My favorite part, the jokerman font. I think it would interesting to maybe publish things like obituaries or other bad news in jokerman. It is so goofy that something like:
I regret to inform you that you are being sued for $4 million.
or something more classic:
Your herpes test is positive
In the same vein: My sister took a class in high school where the students were assigned to create an advertisement. As presentations usually proceed, students get bored. And though students had some pretty good ideas, the warmth of the room and my general lack of sleep contributed to heads nodding off and then jerking back awake in surprise. The last group was made up of two quiet guys who were in the skater crowd. They had dressed up for the presentation in shirts and ties, a big difference from their usual board shorts with a chain for the wallet and a t-shirt with a band logo. They were serious and they were prepared. Their commercial was of professional level; it had music, graphics,and a voice over, all in the age before photo shop and computer editing for the masses.Everyone was impressed and the room woke up. As the commercial ended, a graphic spun up to the screen and voice with a dramatic stage whisper said, "Genossssiiiide."

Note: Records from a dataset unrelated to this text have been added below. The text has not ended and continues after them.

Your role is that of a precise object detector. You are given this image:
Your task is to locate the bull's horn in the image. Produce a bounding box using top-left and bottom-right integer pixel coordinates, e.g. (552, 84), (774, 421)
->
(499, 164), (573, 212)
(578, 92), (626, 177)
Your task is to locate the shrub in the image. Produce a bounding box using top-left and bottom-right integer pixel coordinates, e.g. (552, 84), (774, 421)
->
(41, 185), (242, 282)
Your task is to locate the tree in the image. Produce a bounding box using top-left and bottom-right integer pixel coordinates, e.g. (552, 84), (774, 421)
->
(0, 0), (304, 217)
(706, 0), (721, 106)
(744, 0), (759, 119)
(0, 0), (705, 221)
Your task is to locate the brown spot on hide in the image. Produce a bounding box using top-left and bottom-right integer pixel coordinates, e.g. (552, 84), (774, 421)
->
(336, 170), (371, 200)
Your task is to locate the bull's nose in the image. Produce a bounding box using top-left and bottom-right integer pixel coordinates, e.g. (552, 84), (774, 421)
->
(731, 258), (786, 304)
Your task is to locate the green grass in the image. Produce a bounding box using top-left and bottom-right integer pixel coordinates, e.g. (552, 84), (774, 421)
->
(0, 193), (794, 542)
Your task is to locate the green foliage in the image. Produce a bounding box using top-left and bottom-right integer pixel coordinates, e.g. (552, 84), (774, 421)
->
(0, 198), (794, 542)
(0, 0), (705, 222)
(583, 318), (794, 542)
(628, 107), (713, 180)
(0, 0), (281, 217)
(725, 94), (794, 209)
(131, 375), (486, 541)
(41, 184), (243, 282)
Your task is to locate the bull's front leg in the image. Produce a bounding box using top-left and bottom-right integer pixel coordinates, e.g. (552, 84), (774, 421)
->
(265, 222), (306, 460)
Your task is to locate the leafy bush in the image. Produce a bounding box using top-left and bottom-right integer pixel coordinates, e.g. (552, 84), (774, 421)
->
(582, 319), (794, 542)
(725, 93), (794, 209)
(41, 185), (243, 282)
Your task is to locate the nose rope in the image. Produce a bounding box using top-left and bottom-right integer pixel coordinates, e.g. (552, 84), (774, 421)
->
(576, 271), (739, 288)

The graphic looked a little like this:
|picture, me through publisher|
The class clapped non-plused. My sister blinked a few times to make sure she had just seen and heard what she thought she had seen. She looked over to the teacher, Mr. Saad, a millionaire at forty, he had taken up teaching and had a wickedly dry wit and was one of those people who spoke quickly because his brain worked even faster. It was clear that he wanted to laugh and like me, my sister finds it difficult not to laugh when something strikes her the right way.
The teacher, a true pro, didn't laugh and instead asked,"So guys, where did you come up with the name for this product.?"
One of the boys answered, "We flipped through the dictionary and I don't know, genocide just sounded cool."
"Did you look up the definition?"
And as the teacher explained the boys began to understand the one flaw with their otherwise truly great assignment. To this day, my sister can make my chortle simply by saying in that same dramatic stage whisper, "genooociiide." It has earned us a few odd looks so we no longer use the joke in public.
I only hope that when/if I get my own classroom that I can keep my cool as well as Mr. Saad. And I hope that I never make a gaffe like that in vocabulary use. Thank goodness for wiktionary.